Die Pläne der EU-Kommission sind äußerst ambitioniert. Sie können allerdings nur dann erreicht werden, wenn auch die Emissionen im Verkehrs- und Gebäudesektor signifikant gesenkt werden. Hierzu wurde von der Kommission bereits im letzten Jahr die Implementierung eines separaten Emissionshandels vorgeschlagen, mit dem die verursachten Emissionen einen Preis erhalten sollten. Doch genau dieser Vorhaben droht nun am Widerstand im Parlament zu scheitern oder zumindest bis zur Unkenntlichkeit verwässert zu werden.

Der Emissionshandel schafft echte Anreize zum Klimaschutz

Der Emissionshandel hat sich für die Erreichung der Klimaschutzziele als besonders effizient erwiesen. Die Grundidee ist denkbar einfach: Zunächst wird eine globale, akzeptable Erwärmungsgrenze festgelegt. Die Politik entscheidet daraufhin, basierend auf wissenschaftlichen Erkenntnissen, wie viele Treibhausgase noch maximal ausgestoßen werden dürfen – ohne besagte Grenze zu überschreiten. Anhand dieses Emissionsbudgets werden Zertifikate ausgegeben, die auf einem Markt gehandelt werden. Durch das Zusammenspiel von Angebot und Nachfrage erhalten diese Zertifikate einen Preis. Mit zunehmender Verknappung der Zertifikate steigt deren Preis und in der Konsequenz auch die Kosten der Emissionen.

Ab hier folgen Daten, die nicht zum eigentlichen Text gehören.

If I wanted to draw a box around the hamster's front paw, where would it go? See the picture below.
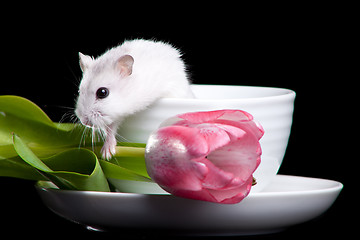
[101,137,116,160]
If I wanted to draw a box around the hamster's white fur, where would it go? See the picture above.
[75,39,194,159]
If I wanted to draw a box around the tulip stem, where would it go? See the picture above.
[114,146,145,157]
[86,146,145,158]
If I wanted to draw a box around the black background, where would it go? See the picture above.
[0,6,357,239]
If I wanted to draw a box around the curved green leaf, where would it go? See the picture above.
[13,134,110,191]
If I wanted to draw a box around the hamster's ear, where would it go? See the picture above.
[116,55,134,77]
[79,52,93,72]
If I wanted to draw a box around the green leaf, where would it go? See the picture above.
[13,134,110,191]
[0,96,151,191]
[0,96,91,159]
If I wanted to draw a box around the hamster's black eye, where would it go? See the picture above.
[96,87,109,99]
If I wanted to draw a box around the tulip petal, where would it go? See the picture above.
[195,123,230,152]
[208,175,252,204]
[145,126,208,190]
[177,110,225,123]
[207,133,261,181]
[197,158,234,189]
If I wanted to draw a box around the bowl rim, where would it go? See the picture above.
[157,84,296,103]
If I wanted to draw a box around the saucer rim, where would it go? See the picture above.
[35,174,344,198]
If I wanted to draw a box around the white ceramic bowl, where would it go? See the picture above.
[118,85,295,192]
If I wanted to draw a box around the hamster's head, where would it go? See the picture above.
[75,53,134,130]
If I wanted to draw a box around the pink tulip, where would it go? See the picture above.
[145,110,264,204]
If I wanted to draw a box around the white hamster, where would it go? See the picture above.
[75,39,194,159]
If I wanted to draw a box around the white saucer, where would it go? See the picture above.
[37,175,343,235]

Hierdurch werden echte Anreize zur Reduzierung von Treibhausgasen geschaffen. Stößt beispielsweise ein Industrieunternehmen weniger CO2 aus als vorgegeben, kann es die übrig gebliebenen Zertifikate an andere Marktteilnehmer verkaufen. Reichen die Berechtigungen hingegen nicht aus, muss der Ausstoß an Emissionen reduziert oder Zertifikate hinzugekauft werden. Der Emissionshandel sorgt somit für eine Marktlösung, die ein festgelegtes und politisch vorgegebenes Umweltziel mit minimalen volkswirtschaftlichen Kosten erreicht. Langfristig können die daraus entstehenden Innovationsanreize sogar als Wachstumsimpuls für die Wirtschaft und somit positiv auf die Gesellschaft wirken.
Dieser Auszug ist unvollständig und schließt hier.